「種を蒔く人も刈る人も供に喜ぶ」 ヨハネによる福音書4:31~42

「小羊の会」2022年11月17日

 法亢聖親牧師からのメッセージ

「種を蒔く人も刈る人も共に喜ぶ」  (ヨハネ4:31~42)法亢聖親牧師

 ヨハネ福音書4章の32節からは、テーマが水から食べ物に変わっています。最後にパンというテーマとなって聖餐式やみ言葉(命の糧)を表すことになります。
 サマリアの女は、水を井戸に汲みに来たのに、水瓶を置いて町に飛んで帰り、町の人たちに預言者(メシア)に会ったことを告げ知らせました。彼女は、イエスさまと出会うことによって命の水を得たのです。自分の罪を告白し、イエスさまの赦しと霊(新しい命)をいただき、喜びに満たされたからです。本当に心を満たしてくれるものは、この世のものではないのです。この女性のしたことは、異邦人伝道の始まりです。
「あなたがたは、『刈り入れまでまだ4ヶ月もある』と言っているではないか。わたしは言っておく。目をあげて畑を見るがよい。色づいて刈り入れを待っている。」(35節)
 サマリアの女の伝道により、サマリア人がイエスさまのもとに集まってきました。この様子をご覧になってイエスさまはこのように言われたのです。
 「刈り入れる人は報酬を受け、永遠の命にいたる実を集めている。こうして、種を蒔く人も刈る人も、共に喜ぶのである」(36節)という主張が記されています(アモス9:13)。
 またここで初代教会の一つの問題点が述べられています。信仰者の歩みも、教会の歩みも、時が良くても悪くても、神のみ言葉を語っていこうとします(証と伝道)。
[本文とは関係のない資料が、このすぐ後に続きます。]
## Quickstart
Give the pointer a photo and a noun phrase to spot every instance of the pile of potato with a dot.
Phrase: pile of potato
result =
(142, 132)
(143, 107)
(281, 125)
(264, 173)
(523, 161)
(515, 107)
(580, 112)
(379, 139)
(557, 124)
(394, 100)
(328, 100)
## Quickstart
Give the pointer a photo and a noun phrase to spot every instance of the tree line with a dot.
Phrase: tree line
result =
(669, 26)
しかし、その時に、ユダヤ人に種を蒔いている人も刈り入れる人も、異邦人に種を蒔いている人も刈り入れる人も同じ喜びにあずかっている、霊にある交わりの喜びは、こういうものであるということを、ヨハネ福音書記者は、ここに語ったのです。すなわち「教会がまことに霊の交わりを持っているとするならば、この喜びにおいて、私たちは一致できるのだ」と語ったわけです。ここまで話が展開して、最後にこの物語は、見事なエピソード(4:39~42)で終わるのです。
 この女性は、この人は預言者に違いない、この人は救い主に違いないと言い回りました。「この方が、わたしの行いをすべて言い当てました。」と証言したのです。単にイエスさまが奇跡を示しただけの話なのですが、彼女の話を聞いた多くのサマリアの人々がイエスさまを信じたと書かれています。
 「彼らは女に言った。『わたしたちが信じたのは、もうあなたが話してくれたからではない。わたしたちは自分で聞いて、この方が本当に世の救い主であると分かったからです。』」(42節)
 キリスト教の信仰は、本当に自分が主に出会って初めて成り立つものです。
 キリスト教は、単に一つの民族の宗教ではありませんし、また一つの教会に属したことによって自動的に信仰が与えられるものでもありません。自分の人生において、本当にこのお方が世の救い主であると分からなければ、信じるという言葉はつかえないという言葉で、この物語は締めくくられています。命の水、永遠のいのち、霊とまことの礼拝、これらを語りながら、信仰を生きることが、どれほど素晴らしいものであるかを、この物語は語っているのです。
 最後にイエスさまが与えてくださる食べ物とは、何でしょうか。
 「わたしの食べ物とは、わたしをお遣わしになった方の御心を行い、その業を成し遂げることである。」(ヨハネ4:34) 
 イエスさまがお答えになられたように、イエスさまの与えてくださる食べ物とは、神の救いのみ業の完成、また愛の完成である十字架の出来事を指します。具体的には、隣人愛に生きることです。つまり内なる人(私たちがイエスさまからいただいた霊)を養う食べ物は、神の命そのものであるみ言葉と聖餐なのです。これらが私たちの霊の糧なのです。